Archive / Papers / Rose Papers

Description

Small Collections Box 20

Given by Mrs. D. Rose

Bengal, Kashmir, Burma, Assam 1942-1946

  1. Letters from Mrs. Dorothy Rose in Calcutta, to England.
    • 30 December 1944: The dirt and disease in Calcutta. Leave in Kashmir after her husband had got out of Assam after the siege of Imphal. No hope of demobilisation for two years.
    • 27 August 1945: Has moved outside Calcutta in a temporary job. Adjustments and uncertainty after the war – job, getting home etc. Leave again in Kashmir.
    • 22 September 1945: To her cousin Joanna Skipwith. Uncertainty of immediate future for her husband and self. Has been working with returned POWs from Singapore. Comments on their wonderful spirit – and on the years of the Japanese occupation.
  2. Copies of extracts from The Statesman, 20 August, 1946.
  3. Original TS of Mr. Alistair Rose’s trek out of Burma, January-June 1942:
    • Flew on 21 December, 1941, from Sydney to Moulmein, leaves his wife in Sydney. Arrives after diversions in Moulmein on 2nd January, 1942. Boards his launch and finds that Army Officers have commandeered his bungalow and they travel together. Describes small forces available to defend Tenasserim timber yard. Continues business as far as possible (teak trade). Air-raids begin. Description of type of bombs. etc.
    • 19 January: Hears Tavoy battalion routed. Closes mill, disperses staff and elephants. Eventually an air raid sets fire to town and causes complete evacuation of southern and central part of the town. Does not destroy timber yard and plant as believed R.A.F. would disperse Japanese attempts to ship timber.

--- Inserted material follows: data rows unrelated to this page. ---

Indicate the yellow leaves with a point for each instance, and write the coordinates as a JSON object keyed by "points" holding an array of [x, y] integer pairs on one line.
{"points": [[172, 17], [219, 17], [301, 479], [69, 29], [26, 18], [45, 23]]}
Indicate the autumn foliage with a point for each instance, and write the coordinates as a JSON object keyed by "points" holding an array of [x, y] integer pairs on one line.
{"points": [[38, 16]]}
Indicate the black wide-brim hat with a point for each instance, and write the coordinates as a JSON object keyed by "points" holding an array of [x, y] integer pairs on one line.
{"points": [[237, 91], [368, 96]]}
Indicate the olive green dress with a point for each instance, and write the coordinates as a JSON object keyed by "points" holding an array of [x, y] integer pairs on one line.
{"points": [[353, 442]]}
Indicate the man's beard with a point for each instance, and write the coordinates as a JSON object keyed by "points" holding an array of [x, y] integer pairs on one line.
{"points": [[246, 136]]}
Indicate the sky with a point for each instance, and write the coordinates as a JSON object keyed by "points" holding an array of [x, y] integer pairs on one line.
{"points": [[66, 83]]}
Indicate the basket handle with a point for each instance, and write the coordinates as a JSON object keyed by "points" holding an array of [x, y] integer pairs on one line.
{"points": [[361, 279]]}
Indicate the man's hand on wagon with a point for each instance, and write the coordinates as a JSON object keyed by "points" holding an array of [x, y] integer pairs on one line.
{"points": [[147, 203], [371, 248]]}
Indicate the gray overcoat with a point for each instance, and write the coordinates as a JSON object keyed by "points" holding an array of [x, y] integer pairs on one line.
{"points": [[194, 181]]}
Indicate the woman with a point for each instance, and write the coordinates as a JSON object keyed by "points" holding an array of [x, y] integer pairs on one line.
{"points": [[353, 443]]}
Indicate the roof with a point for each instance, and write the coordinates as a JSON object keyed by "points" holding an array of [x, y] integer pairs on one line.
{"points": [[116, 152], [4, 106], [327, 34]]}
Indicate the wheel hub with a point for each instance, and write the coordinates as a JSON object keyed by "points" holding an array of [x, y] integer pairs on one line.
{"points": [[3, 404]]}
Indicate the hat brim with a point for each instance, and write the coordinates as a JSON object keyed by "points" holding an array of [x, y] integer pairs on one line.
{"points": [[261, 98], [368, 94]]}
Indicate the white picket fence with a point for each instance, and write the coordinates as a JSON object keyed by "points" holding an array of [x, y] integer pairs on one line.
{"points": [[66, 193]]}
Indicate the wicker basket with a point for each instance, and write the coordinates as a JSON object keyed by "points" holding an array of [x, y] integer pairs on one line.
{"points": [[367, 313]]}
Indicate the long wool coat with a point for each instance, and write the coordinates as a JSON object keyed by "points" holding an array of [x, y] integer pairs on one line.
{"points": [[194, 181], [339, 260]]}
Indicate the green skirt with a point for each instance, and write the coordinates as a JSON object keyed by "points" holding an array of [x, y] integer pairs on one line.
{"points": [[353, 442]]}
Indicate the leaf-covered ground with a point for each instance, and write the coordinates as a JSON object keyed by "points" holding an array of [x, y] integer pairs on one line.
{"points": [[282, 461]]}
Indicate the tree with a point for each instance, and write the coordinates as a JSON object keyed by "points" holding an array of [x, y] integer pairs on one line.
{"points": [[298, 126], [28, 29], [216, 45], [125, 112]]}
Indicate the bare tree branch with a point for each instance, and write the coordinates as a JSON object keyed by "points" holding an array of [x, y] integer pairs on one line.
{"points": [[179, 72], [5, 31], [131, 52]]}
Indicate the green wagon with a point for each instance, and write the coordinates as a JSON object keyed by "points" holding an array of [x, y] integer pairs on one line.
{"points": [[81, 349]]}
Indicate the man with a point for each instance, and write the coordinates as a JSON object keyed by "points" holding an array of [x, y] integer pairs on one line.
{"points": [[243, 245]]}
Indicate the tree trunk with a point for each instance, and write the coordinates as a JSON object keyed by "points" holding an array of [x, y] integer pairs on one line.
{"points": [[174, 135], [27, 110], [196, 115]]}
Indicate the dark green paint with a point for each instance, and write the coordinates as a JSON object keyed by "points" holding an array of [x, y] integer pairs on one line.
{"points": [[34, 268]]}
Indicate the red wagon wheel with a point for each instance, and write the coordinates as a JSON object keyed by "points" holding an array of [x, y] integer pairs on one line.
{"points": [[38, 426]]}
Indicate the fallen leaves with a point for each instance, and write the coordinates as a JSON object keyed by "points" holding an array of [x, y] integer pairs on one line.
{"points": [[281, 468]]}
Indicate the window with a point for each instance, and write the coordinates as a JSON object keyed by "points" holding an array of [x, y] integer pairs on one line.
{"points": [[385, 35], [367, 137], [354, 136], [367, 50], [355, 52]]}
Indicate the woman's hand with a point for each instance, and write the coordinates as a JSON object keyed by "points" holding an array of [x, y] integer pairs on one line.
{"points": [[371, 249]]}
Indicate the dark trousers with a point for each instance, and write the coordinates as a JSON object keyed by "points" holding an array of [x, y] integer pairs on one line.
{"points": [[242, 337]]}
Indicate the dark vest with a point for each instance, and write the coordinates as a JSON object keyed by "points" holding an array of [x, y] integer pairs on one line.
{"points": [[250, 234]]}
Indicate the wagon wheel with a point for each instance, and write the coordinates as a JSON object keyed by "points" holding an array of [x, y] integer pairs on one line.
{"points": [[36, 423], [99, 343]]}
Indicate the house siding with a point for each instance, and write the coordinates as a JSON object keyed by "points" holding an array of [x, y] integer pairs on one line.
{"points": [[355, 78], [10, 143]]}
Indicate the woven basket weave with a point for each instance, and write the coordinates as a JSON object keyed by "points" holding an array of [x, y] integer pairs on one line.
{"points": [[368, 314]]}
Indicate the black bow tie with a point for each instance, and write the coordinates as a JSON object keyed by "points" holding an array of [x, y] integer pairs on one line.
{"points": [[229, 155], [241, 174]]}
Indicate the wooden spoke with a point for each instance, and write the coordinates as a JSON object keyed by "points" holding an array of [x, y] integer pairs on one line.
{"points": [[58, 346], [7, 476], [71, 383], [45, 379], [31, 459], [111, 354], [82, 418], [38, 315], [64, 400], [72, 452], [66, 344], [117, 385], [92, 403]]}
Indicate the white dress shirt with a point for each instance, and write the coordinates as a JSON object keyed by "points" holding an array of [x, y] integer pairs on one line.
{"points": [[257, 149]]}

No idea Indian troop resources inadequate. Eventually is only person left on site so decides to go to Rangoon by train with the firm’s books. Complains that civilian population kept ignorant by army of events in the war: Indian civilians left behind unnecessarily on evacuation of Mergui. Fall of Moulmein and reasons. Description of the confused movements and activities before final evacuation, and fall of Burma.
    • Decides to leave by the Chaukan Pass route.
    • Rose and Anderson start the trek along with hundreds of other refugees. Gurkha families, Anglo-Indians, and probably Bishop Strachan’s school, all of whom died. At Myitkyina scraps possessions down to minimum, and food to one week’s supply. Joined by Stapleton with pony and mule. At Maingkwan they are able to load up with rice. March in torrential rain. Arriving Sinbwiyang – plentiful food from air-dropped rations. Europeans if possible distribute to prevent looting. This area enabled thousands to continue after food for a few days. Parts from Anderson and Stapleton, who rest further. Wait for official party, and hope for Naga guides for unused Naga route. Only I.C.S. used it eventually. Anderson died. Joins three other officers and has bunch of Lushais loosely attached, who were very useful in camping. Party splits into two. Mule dies, they catch bullocks. Magnificent work of the Assam Tea Planters’ Association in relief measures. Arrive at a railway and is taken to hospital and eventually reached Calcutta, having walked 109 miles.
  4. A shortened duplicated version of the above, duplicated and bound with maps, with a history of the firm of T.D. Findlay and Son, Ltd. entitled: ‘A short history of T.D. Findlay and Son Ltd., East India Merchants, and An account of Alistair Rose’s route out of Burma in 1942’. 17pp.